A qualified assignment is a formal arrangement wherein a defendant or its insurance company or other representative agrees to transfer their obligation to make future periodic payments to a third party (“an assignment company”).

When a settlement is reached that involves future payments to the claimant, the defendant and its insurers typically anticipate meeting the obligation to make the future payments with a structured settlement annuity. Structured settlement annuities typically require qualified assignments. A qualified assignment is a formal arrangement wherein a defendant or its insurance company or other representative agrees to transfer their obligation to make future periodic payments to a third party (“an assignment company”).  This is generally done using a uniform qualified assignment (“UQA”) document. The UQA is designed to meet the requirements of IRC Section 130, which is the section that determines what cases qualify for an immediate tax deduction for the payor after making a third party assignment. Among these requirements are:

  • The assignee assumes the liability from a party to the suit or agreement;
  • The payments are fixed and determinable;
  • The payments cannot be accelerated, deferred, increased or decreased, or otherwise changed after the agreement is reached;
  • The assignee's obligation is no greater than that of the assignor;
  • The periodic payments are excludable from the recipient's gross income under Section 104(a)(2), and, for settlement of filed workers compensation claims on or after 8/5/97, Section 104(a)(1);
  • The injury must be a physical sickness or injury;
  • A qualified funding asset must be purchased.

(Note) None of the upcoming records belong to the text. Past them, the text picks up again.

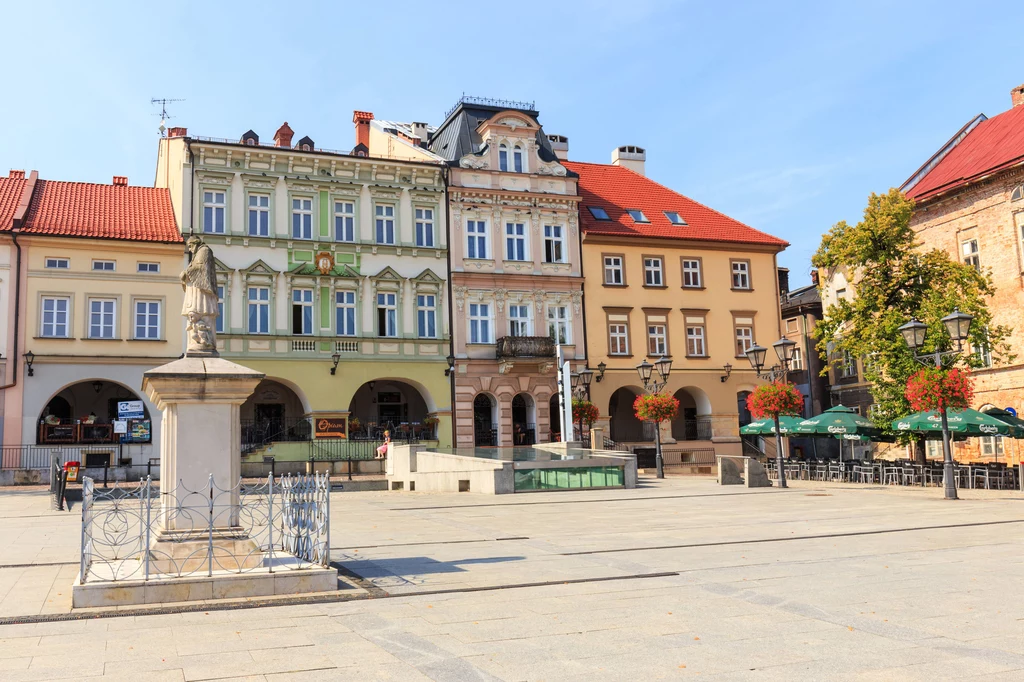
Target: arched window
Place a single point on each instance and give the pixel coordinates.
(503, 158)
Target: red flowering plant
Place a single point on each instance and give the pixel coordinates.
(932, 388)
(584, 412)
(655, 408)
(770, 400)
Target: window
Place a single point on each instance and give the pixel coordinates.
(619, 339)
(302, 311)
(213, 212)
(146, 320)
(55, 317)
(515, 241)
(554, 245)
(558, 324)
(345, 312)
(302, 218)
(695, 341)
(344, 221)
(387, 314)
(613, 270)
(426, 315)
(385, 223)
(425, 227)
(691, 273)
(991, 445)
(652, 271)
(744, 339)
(740, 274)
(519, 322)
(479, 323)
(259, 309)
(477, 235)
(101, 317)
(220, 308)
(970, 250)
(259, 215)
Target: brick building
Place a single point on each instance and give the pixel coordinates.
(970, 202)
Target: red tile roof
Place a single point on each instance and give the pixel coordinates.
(616, 188)
(993, 144)
(101, 211)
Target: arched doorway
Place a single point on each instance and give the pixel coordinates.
(388, 405)
(484, 421)
(94, 413)
(523, 420)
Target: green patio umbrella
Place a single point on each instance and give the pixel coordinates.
(767, 426)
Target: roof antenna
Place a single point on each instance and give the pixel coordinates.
(164, 116)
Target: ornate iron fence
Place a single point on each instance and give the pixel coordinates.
(140, 533)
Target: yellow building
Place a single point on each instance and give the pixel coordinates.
(668, 276)
(99, 303)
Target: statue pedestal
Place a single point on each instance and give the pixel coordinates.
(200, 398)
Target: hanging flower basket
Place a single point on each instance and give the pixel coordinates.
(770, 400)
(932, 388)
(655, 408)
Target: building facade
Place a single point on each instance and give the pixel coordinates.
(668, 276)
(99, 304)
(332, 271)
(516, 276)
(969, 202)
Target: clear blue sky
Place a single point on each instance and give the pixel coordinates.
(780, 115)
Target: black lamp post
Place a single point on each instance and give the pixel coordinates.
(646, 370)
(757, 354)
(958, 327)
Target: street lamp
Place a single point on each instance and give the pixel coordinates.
(958, 327)
(645, 370)
(757, 355)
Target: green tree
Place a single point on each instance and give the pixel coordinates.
(895, 280)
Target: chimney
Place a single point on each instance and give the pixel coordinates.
(361, 121)
(631, 157)
(1017, 95)
(560, 144)
(284, 135)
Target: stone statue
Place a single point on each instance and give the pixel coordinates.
(199, 281)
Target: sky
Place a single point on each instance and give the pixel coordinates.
(784, 116)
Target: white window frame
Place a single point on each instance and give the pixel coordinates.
(302, 218)
(214, 211)
(384, 230)
(49, 330)
(259, 211)
(151, 331)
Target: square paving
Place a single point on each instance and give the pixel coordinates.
(677, 579)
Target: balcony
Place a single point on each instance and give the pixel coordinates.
(524, 346)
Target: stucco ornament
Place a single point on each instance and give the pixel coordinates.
(199, 281)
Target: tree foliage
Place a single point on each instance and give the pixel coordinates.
(895, 279)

The UQA identifies the parties involved and makes clear the schedule of future payments required by the claimant in the form of an addendum. Once the UQA is signed by both parties the claimant agrees to release the original defendant from further liability. After paying the agreed premium to the assignment company, the defendant is released from the claim and it can take a tax deduction for the payment and go about its business without the burden of the liability for future payments.  

In order to implement qualified assignments, insurance companies participating in the structured settlement market set up assignment companies that will accept the assignment and subsequently purchase the annuity. Usually these companies do nothing but assume the obligations of defendants and hold qualified funding assets. The assignment company is typically associated with the issuing life insurance company. A structured settlement annuity is purchased from the related life insurance company as a qualified funding asset.  The assignment company, not the payee, then owns the contract for the duration of the contractual period.

Qualified assignments are an integral part of a structured settlement and thus should always be reviewed by experts to ensure proper execution.